Everyone knows a paedophile Gil please throw your memory out with the shower water he was not what you thought or knew

Humbertbear Fri 31-May-19 07:19:15

One day, a few years ago, my husband said ‘did you know Mr A when you were teaching ...’. I said yes, he bullied both the staff and pupils. ‘ That’s just what it says in The Times’ he said. Mr A was about to be sentenced to 17 years for molesting pupils at the school where I taught, while I was there. I immediately threw up and still feel sick when I think about it. I honestly had no idea this was going on and, worse still, with hindsight, I think one of his victims was in my form. I can only hope and pray that he has managed to build a life for himself. I knew he wasn’t happy at the school and in year 11 I told his parents to move him to a 6th form college which they did.

Anniebach Thu 30-May-19 21:48:20

I can go back to the late 70’s, my two daughters went every week to the church youth club, the priest and his wife were close friends and when a new priest came here we were all friends, the married couple moved to a new parish and the priest carried on with the club.
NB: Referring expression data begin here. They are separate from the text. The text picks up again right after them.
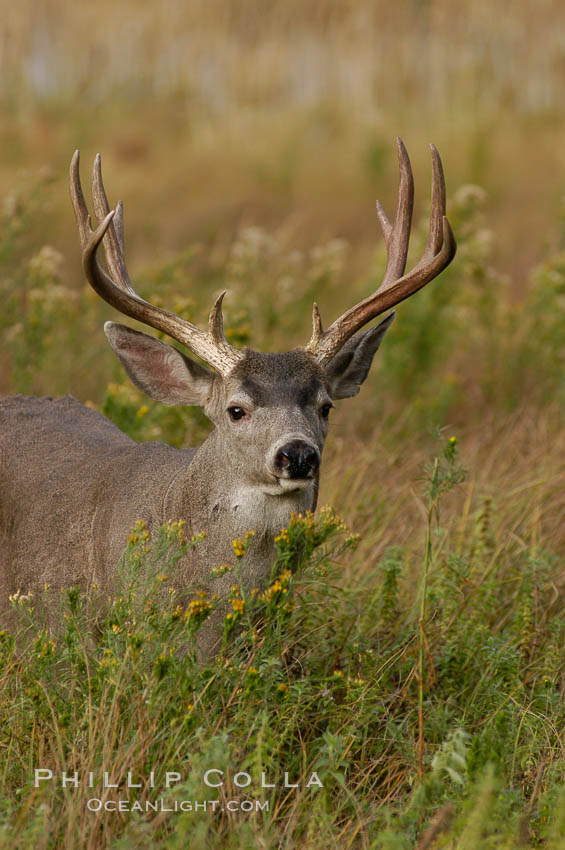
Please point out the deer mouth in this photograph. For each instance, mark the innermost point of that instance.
(286, 486)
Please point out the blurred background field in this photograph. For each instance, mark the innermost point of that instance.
(249, 142)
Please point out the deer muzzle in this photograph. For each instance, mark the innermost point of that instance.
(297, 459)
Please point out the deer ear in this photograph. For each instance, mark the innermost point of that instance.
(350, 366)
(159, 369)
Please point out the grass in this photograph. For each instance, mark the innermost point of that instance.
(419, 670)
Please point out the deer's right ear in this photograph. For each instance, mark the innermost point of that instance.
(159, 369)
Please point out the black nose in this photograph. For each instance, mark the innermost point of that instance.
(297, 459)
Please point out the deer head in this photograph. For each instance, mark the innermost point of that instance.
(270, 410)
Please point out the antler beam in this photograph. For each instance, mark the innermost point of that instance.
(396, 286)
(116, 288)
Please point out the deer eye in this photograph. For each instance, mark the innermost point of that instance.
(236, 412)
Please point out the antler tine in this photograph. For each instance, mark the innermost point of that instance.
(396, 286)
(116, 288)
(397, 236)
(113, 246)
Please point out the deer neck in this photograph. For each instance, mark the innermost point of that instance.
(223, 501)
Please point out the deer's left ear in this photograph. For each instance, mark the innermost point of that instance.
(350, 366)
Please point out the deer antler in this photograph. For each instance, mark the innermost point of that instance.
(116, 288)
(396, 286)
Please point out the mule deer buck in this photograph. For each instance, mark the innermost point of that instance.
(72, 484)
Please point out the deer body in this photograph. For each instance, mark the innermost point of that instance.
(72, 484)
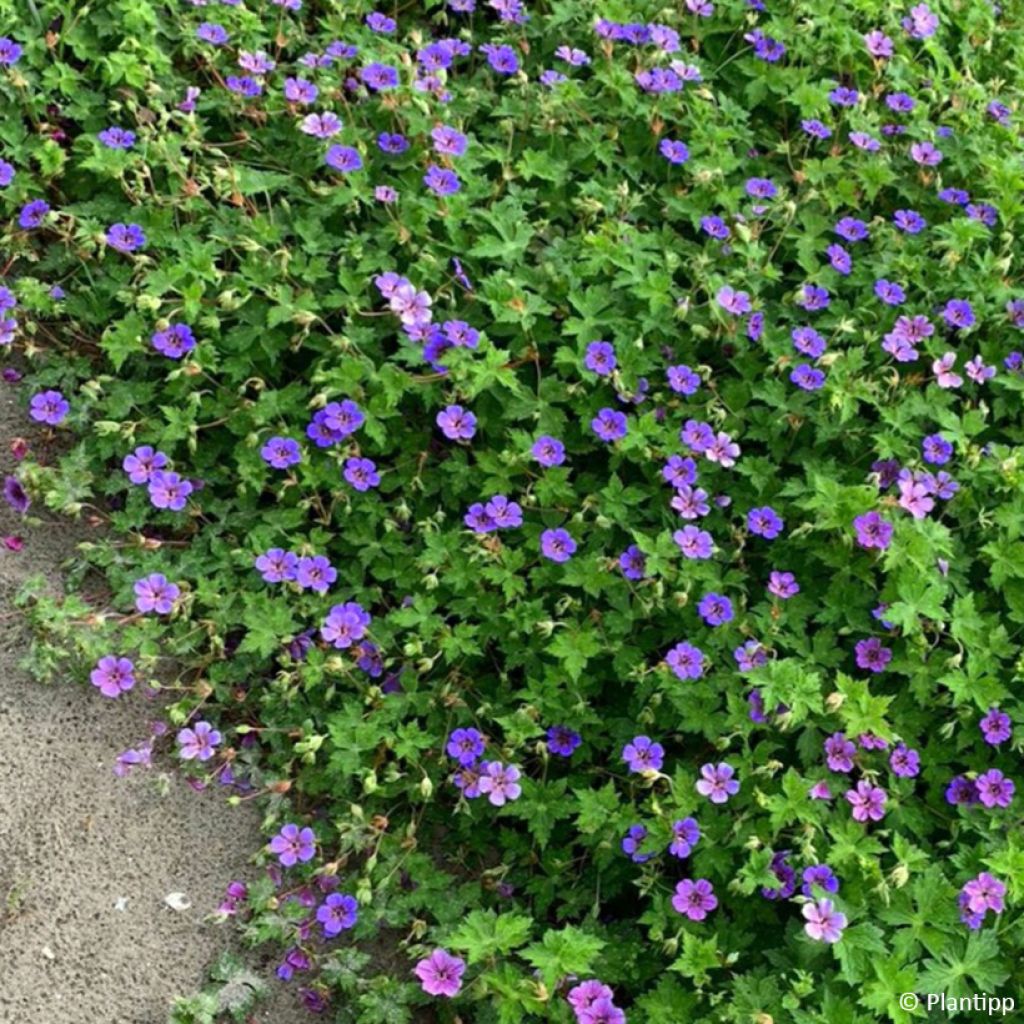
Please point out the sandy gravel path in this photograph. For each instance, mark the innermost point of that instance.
(86, 859)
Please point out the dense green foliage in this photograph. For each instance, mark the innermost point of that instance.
(572, 223)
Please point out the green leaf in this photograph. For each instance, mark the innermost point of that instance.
(485, 934)
(568, 950)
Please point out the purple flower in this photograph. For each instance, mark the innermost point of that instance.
(633, 842)
(694, 899)
(693, 542)
(502, 58)
(477, 520)
(722, 450)
(440, 974)
(600, 358)
(921, 23)
(169, 491)
(584, 997)
(345, 625)
(872, 530)
(49, 408)
(936, 450)
(904, 762)
(563, 740)
(782, 585)
(500, 782)
(764, 522)
(343, 159)
(820, 876)
(843, 95)
(440, 180)
(465, 745)
(685, 836)
(962, 791)
(851, 229)
(642, 755)
(840, 259)
(198, 742)
(879, 44)
(548, 451)
(716, 227)
(815, 128)
(808, 342)
(685, 660)
(298, 90)
(557, 545)
(674, 151)
(870, 654)
(154, 593)
(278, 565)
(683, 380)
(14, 495)
(732, 301)
(113, 676)
(957, 313)
(361, 473)
(995, 727)
(325, 125)
(378, 77)
(141, 464)
(994, 790)
(174, 341)
(293, 845)
(750, 655)
(281, 453)
(840, 753)
(125, 238)
(338, 912)
(926, 154)
(823, 922)
(211, 32)
(984, 893)
(10, 51)
(377, 22)
(457, 423)
(449, 141)
(889, 292)
(33, 214)
(715, 609)
(867, 801)
(909, 221)
(117, 138)
(315, 572)
(717, 782)
(609, 425)
(807, 378)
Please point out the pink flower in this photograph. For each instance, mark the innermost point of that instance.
(824, 924)
(440, 973)
(695, 899)
(868, 802)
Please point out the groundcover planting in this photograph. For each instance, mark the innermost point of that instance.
(565, 460)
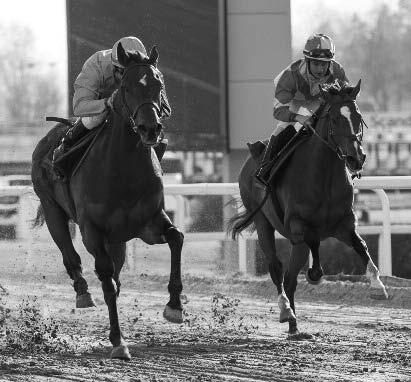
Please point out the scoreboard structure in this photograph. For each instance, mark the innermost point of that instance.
(218, 57)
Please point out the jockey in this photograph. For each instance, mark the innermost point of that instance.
(95, 88)
(297, 95)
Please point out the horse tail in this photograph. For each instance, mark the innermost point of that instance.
(39, 220)
(241, 221)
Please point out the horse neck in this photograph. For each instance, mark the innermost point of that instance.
(124, 149)
(322, 159)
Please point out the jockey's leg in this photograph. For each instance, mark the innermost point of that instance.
(160, 149)
(79, 129)
(277, 142)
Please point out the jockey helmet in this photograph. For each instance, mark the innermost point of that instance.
(129, 44)
(319, 47)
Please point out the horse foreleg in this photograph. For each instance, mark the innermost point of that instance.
(173, 310)
(266, 239)
(105, 270)
(354, 240)
(298, 257)
(57, 224)
(314, 274)
(118, 254)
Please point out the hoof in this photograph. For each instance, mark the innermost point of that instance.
(85, 301)
(287, 315)
(379, 294)
(314, 277)
(121, 352)
(173, 315)
(299, 336)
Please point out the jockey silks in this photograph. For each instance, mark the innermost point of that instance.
(296, 91)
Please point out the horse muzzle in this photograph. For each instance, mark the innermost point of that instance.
(150, 136)
(355, 164)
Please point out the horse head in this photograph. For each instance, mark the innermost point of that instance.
(140, 94)
(342, 126)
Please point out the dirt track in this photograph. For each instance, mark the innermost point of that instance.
(229, 335)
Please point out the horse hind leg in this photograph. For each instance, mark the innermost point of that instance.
(354, 240)
(94, 241)
(117, 252)
(57, 224)
(298, 257)
(266, 240)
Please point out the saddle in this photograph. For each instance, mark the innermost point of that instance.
(257, 149)
(280, 163)
(68, 162)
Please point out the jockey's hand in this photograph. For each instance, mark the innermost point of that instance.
(306, 121)
(109, 101)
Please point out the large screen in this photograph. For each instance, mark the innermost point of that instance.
(188, 36)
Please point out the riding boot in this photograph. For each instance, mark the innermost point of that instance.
(276, 144)
(161, 148)
(73, 134)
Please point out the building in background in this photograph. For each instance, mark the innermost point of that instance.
(218, 57)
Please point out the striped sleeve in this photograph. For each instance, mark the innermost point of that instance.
(284, 91)
(86, 100)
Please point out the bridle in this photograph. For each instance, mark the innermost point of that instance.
(132, 115)
(324, 111)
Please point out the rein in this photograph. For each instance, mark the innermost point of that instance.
(132, 116)
(323, 112)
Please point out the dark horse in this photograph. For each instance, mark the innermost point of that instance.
(117, 193)
(310, 199)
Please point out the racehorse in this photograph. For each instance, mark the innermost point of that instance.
(117, 193)
(310, 198)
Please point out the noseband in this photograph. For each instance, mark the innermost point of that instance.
(324, 111)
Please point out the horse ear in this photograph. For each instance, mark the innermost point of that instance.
(153, 56)
(122, 56)
(356, 90)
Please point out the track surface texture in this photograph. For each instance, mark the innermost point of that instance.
(230, 332)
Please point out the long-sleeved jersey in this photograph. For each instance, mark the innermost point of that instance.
(296, 91)
(94, 83)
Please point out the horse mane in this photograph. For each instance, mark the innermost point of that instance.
(338, 87)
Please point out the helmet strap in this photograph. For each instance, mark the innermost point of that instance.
(307, 60)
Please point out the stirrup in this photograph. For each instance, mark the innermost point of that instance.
(261, 182)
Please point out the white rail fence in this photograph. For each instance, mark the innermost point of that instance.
(378, 184)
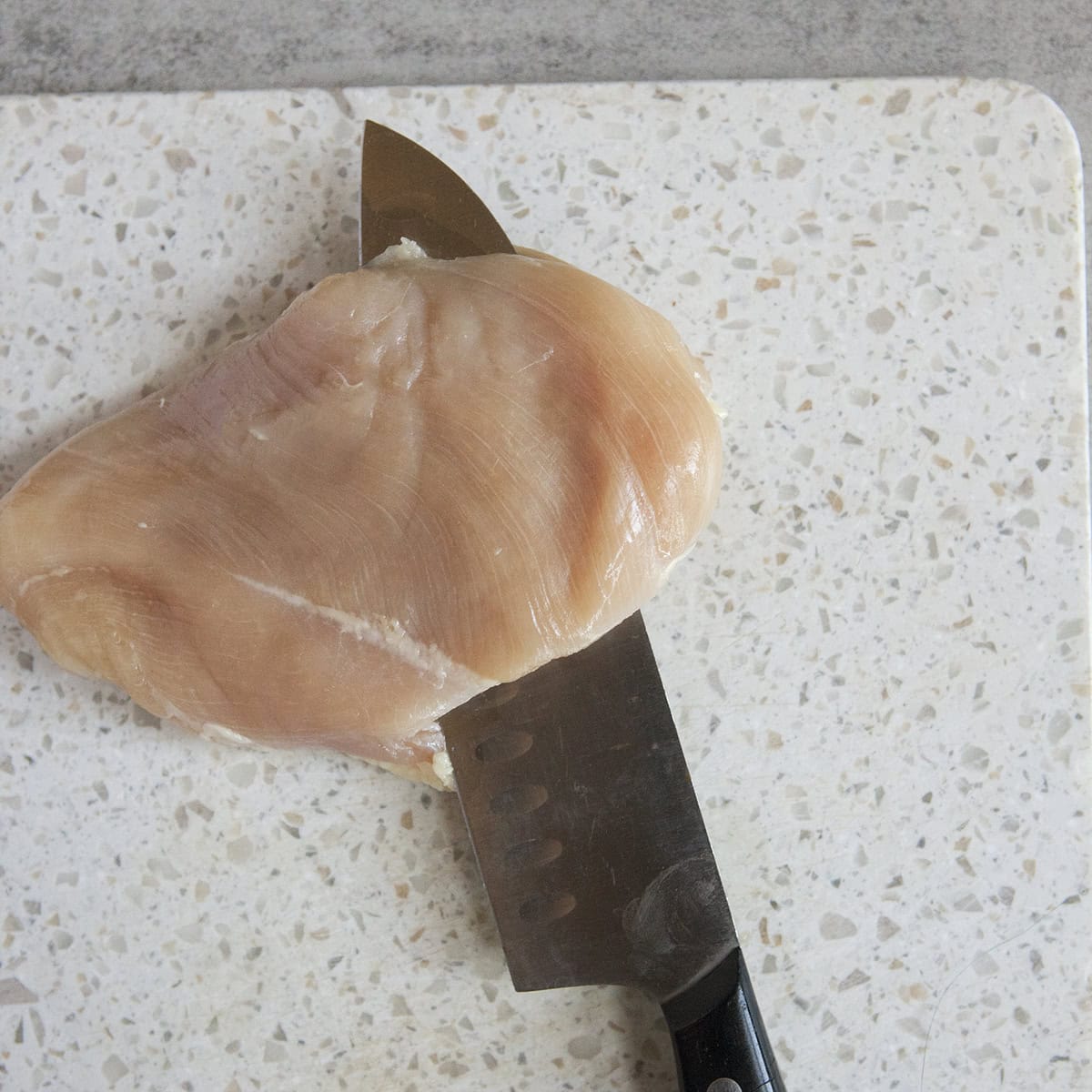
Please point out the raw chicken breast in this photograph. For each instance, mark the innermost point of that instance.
(425, 478)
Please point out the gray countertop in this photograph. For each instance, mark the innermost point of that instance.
(47, 46)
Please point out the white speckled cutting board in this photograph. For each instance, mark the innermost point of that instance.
(878, 654)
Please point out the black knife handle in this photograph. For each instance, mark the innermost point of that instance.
(720, 1042)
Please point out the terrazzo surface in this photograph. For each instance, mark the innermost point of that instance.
(877, 655)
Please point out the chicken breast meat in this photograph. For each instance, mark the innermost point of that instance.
(424, 479)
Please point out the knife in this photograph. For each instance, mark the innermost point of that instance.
(572, 781)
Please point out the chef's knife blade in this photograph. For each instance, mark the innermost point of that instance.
(573, 784)
(408, 192)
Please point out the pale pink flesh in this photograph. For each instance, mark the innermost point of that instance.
(424, 478)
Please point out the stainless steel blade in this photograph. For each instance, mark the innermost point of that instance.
(585, 824)
(408, 192)
(572, 781)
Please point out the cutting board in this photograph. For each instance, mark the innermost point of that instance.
(877, 654)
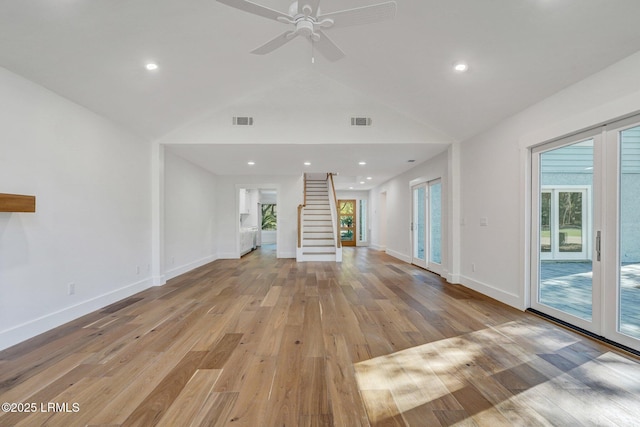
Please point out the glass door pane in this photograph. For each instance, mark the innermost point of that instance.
(347, 210)
(565, 269)
(629, 231)
(545, 224)
(418, 225)
(435, 222)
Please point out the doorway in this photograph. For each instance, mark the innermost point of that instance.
(426, 225)
(585, 251)
(347, 222)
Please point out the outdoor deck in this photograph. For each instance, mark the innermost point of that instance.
(567, 286)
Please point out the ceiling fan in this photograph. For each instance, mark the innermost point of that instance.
(309, 22)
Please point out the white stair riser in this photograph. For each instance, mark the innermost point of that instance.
(317, 257)
(318, 249)
(317, 242)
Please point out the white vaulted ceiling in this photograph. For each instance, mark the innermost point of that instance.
(93, 52)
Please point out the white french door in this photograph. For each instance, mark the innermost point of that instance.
(585, 245)
(419, 225)
(426, 225)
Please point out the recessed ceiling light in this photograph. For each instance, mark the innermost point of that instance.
(461, 67)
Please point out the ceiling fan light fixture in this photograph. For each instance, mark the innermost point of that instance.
(461, 67)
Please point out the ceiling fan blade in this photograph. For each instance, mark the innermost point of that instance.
(256, 9)
(361, 15)
(272, 45)
(313, 5)
(327, 47)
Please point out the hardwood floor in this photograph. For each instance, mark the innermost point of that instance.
(268, 342)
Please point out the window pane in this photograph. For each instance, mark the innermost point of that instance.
(435, 222)
(419, 219)
(363, 221)
(570, 221)
(629, 290)
(545, 222)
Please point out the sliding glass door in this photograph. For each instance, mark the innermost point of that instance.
(586, 231)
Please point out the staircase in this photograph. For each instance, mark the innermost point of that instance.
(318, 241)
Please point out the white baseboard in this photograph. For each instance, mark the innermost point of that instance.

Two years later he moved to a new parish (the youth club was held in the clergy house )

Some years later he was charged with sexual abuse on boys,
I was so mixed up, upset because I liked and trusted him, relief it hadn’t been little girls which caused such guilt.

GillT57 Thu 30-May-19 20:40:32

I think you are right sodapop, we are inclined to think these repellent crimes are committed by "others" not by people we like, people "like us".

luluaugust Thu 30-May-19 19:46:34

This must be relatively common, we have just been reading about a court case involving a paedophile and suddenly realised that it was a friend of our DD1 who she was at school with 35 years ago. Along with her other friends he was often in and out of our house. She hadn't seen or heard of him for years but has now had a lot of old schoolfriends contacting her regarding the case.

wildswan16 Thu 30-May-19 19:35:29

I think it shakes your confidence in your own judgement. I knew and very much liked a man, but years later found out some very unsavoury things about him. (Absolutely certain about these).

I still can't believe how I was taken in by him. And for many years, whenever meeting people I kept saying to myself "is this person really who they say they are?", and that is a horrible way to have to be.

sodapop Thu 30-May-19 18:50:47

It's strange isn't it how we always think its 'someone else' and would not be anyone we know. It's very hard to comprehend when we know the person concerned.
Callistemon is right we should all be mindful of the things we share on the internet.